In a previous episode, we explained how eccentricity impacts Earth today. In ~200,000 years, when Earth’s orbit is at its most elliptical point, the difference in insolation between the closest and farthest approaches will be around 23%.Today, the Earth’s orbital ellipticity is nearly circular at 0.0167, but that still causes 6% more insolation during Earth’s closest approach to the Sun than when it is farthest away.Caused by the gravitational tug of other planets, like Jupiter, Saturn, and Venus, Earth’s eccentricity has several periodicities.Subsequent scientific studies showed that Earth’s orbital eccentricity varies from nearly circular (e = 0.000055) to a maximum ellipticity of 0.0679, which is just still just barely elliptical.Eccentricity of zero results in a circle, and orbits become more elliptical as they increase toward 1. His first and second laws of planetary motion state that planetary orbit is an ellipse, and the Sun is at one of the ellipse’s focal points. After trying unsuccessfully for 2 years to fit a circular orbit with complicated retrograde “epicycles” to Mars, Kepler tried an ellipse, and this simpler approach worked.The orbits of Venus, Neptune, and Earth are nearly circular, but the orbits of Mars and Mercury are not. The previous heliocentric view, developed by Copernicus in the 1500s, stated that planetary orbits were circular.

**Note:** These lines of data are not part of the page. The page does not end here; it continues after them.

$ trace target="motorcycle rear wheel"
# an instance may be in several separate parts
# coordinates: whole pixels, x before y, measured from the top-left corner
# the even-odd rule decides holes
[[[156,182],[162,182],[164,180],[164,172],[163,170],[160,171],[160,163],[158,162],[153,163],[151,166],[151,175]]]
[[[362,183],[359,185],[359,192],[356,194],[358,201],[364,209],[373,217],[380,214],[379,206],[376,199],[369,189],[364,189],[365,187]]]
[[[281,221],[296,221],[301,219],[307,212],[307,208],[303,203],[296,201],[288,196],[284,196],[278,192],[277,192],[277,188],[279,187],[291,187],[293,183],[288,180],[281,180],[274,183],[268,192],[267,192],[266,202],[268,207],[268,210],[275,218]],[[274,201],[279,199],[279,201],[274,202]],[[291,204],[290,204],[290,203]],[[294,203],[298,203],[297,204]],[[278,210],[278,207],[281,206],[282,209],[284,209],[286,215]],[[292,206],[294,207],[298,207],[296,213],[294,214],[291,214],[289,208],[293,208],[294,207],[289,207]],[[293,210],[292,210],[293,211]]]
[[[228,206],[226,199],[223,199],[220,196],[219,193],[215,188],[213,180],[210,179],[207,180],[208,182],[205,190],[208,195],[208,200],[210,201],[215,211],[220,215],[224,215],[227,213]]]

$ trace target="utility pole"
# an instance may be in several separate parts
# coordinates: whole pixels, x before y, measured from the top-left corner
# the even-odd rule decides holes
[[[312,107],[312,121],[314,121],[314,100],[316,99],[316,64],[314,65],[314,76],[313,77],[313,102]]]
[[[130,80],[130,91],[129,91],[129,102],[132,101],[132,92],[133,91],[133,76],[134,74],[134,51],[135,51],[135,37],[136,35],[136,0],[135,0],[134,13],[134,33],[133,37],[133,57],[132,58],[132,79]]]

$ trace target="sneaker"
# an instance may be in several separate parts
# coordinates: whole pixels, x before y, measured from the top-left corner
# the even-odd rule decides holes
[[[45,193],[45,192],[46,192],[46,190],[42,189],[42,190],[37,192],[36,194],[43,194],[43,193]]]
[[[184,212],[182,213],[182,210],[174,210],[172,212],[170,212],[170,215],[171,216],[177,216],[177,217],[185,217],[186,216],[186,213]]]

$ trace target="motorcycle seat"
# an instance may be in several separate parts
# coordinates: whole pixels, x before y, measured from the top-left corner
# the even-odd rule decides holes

Eccentricity: In 1609, Johannes Kepler published his first two laws of planetary motion in Astronomia Nova, establishing the elliptical orbit of planets around the sun.And every 26,000 years, Earth completes a wobble on its axis, known as precession.Every 41,000 years, Earth’s axis tilts 2.4 degrees more toward the sun the obliquity then cycles 2.4 degrees away from the sun.Every ~400,000 years, this change in eccentricity is even more pronounced. Every 100,000 years, Earth’s orbit stretches from nearly circular to slightly elliptical and back.Milanković cycles are named after Milutin Milanković, the scientist who first modeled the ways they interact to impact Earth’s climate.Their combined variation influences the amount of sun that reaches different parts of Earth’s surface, and it is predictable. Synopsis: Earth’s daily rotation and annual orbit around the Sun may seem stable to us, but over very long periods of time, they change cyclically. We’ll talk about why this matters in another EarthDate. This change in tilt, called obliquity, combines with Earth’s wobble and eccentric elliptical orbit to dramatically impact the amount of sun the planet receives. These eccentric orbits cycle at intervals of about 100,000 and 400,000 years.Īround 1900, German scientist Ludwig Pilgrim found a third important cycle: the tilt of the planet’s axis changes by two and a half degrees, and back, every 40,000 years. Later astronomers calculated that these elliptical orbits also vary-from nearly circular to much more oblong-as they’re influenced by the gravities of other planets. In 1500, Copernicus put forth the idea that planets circled the sun.īut 100 years later, Johannes Kepler’s calculations would not match a circular orbit, so he tried an ellipse… and suddenly things lined up, establishing elliptical orbits for planets. He called this precession, which happens on a 26,000-year cycle. He realized that Earth must be slowly wobbling on its axis like a top wobbles as it spins, causing it to be oriented differently to the stars. In AD 127, the Greek astronomer Hipparchus compared star maps made centuries before to his own maps–and found the stars were in different places. But in truth, its path is more complicated. It’s easy to imagine Earth’s orbit as a circle around the Sun.
#Earth orbit around the sun windows
All these changes, over thousands of years, cause variation in Earth’s insolation, which affects climate. Credit: Windows to the Universe The shape of Earth’s orbit becomes more or less oval (eccentricity), Earth wobbles as it spins (precession), and Earth’s axis changes too (tilt).